Em 2010, quando houve nova estiagem, ela ainda não havia se recuperado

À esquerda, extensão da seca de 2005. À direita, as áreas com lenta recuperação das florestas. Círculo mostra região mais impactada. Divulgação/Nasa

Um estudo da agência espacial americana (Nasa) revela que uma área da floresta amazônica com duas vezes o tamanho da Califórnia (equivalente a mais de 800 mil quilômetros quadrados) continuou sofrendo os efeitos de uma grande seca que começou em 2005. Os resultados foram publicados na revista “PNAS”, da Academia Nacional de Ciências dos EUA.

A pesquisa sugere que a floresta tropical amazônica pode estar mostrando os primeiros sinais de degradação em larga escala devido à mudança climática.

A equipe internacional de pesquisadores, liderados pela Nasa, avaliou mais de uma década de dados captados por satélite entre 2000 e 2009 sobre a Amazônia.
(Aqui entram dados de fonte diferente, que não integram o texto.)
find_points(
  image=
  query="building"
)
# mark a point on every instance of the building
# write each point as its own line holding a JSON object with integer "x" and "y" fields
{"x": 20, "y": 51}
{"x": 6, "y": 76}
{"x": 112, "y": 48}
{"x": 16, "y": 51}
A análise também incluiu medições da precipitação das chuvas tropicais, do teor de umidade e da cobertura florestal.

Os resultados revelam que, durante o verão de 2005, mais de 700 mil quilômetros quadrados (70 milhões de hectares) de floresta no sudoeste da Amazônia enfrentaram uma extensa e severa seca.

A “megasseca”, como é chamada pelos pesquisadores, provocou danos generalizados à cobertura florestal, com a morte de galhos e quedas de árvores, especialmente as maiores e mais antigas, que são mais vulneráveis do que às demais por oferecem abrigo ao restante da vegetação.